Después de estar en la cárcel veintidós meses por  defraudación al Estado en la causa Oil Combustibles, Cristóbal López y Fabián de Souza fueron absueltos, pero su empresa fue liquidada.

Ayer, Papel Prensa fue sustraída a sus dueños a punta de picana y armas de guerra.

Hoy, las empresas de De Souza y López fueron quitadas con las mismas armas mediático- judiciales que se utilizan para golpear al gobierno de Alberto Fernández.

En los 70 iban a buscar de noche a los sospechosos y los sacaban en un Fálcon verde sin patente.

Hoy los sacan en pijama, se los lleva en un patrullero y se los filma para humillarlos.

Cuando Macri, transformado en Hood Robin transfirió la magra riqueza del pueblo argentino a sus amigos empresarios a través de un aumento del 3000 por ciento en las tarifas, los jueces que aplicaron la Constitución a través de amparos fueron echados a patadas en el culo.

Esta impunidad quedó demostrada cuando la Corte Suprema declaró inconstitucional la reforma del Consejo de la Magistratura.

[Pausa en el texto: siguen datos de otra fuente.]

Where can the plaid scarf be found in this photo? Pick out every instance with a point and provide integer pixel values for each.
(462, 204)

El máximo tribunal sostiene ahora, quince años después de recibir la causa, que la composición no respeta el “equilibrio” de los sectores en el organismo que selecciona, sanciona y remueve magistrados, mientras que Macri la utilizó hasta el hartazgo para sacar y poner jueces según su conveniencia.

Si no hay una reforma judicial que corrija ya el desvío de las normas constitucionales manipuladas por un puñado de jueces, fiscales y camaristas cuyos fallos siempre favorecen al poder real, será muy difícil ver el vaso medio lleno.

Y en cualquier momento, como en la frase de Martin Niemöller, no sólo irán por los kirchneristas y progresistas, sino que probablemente también vendrán por nosotros.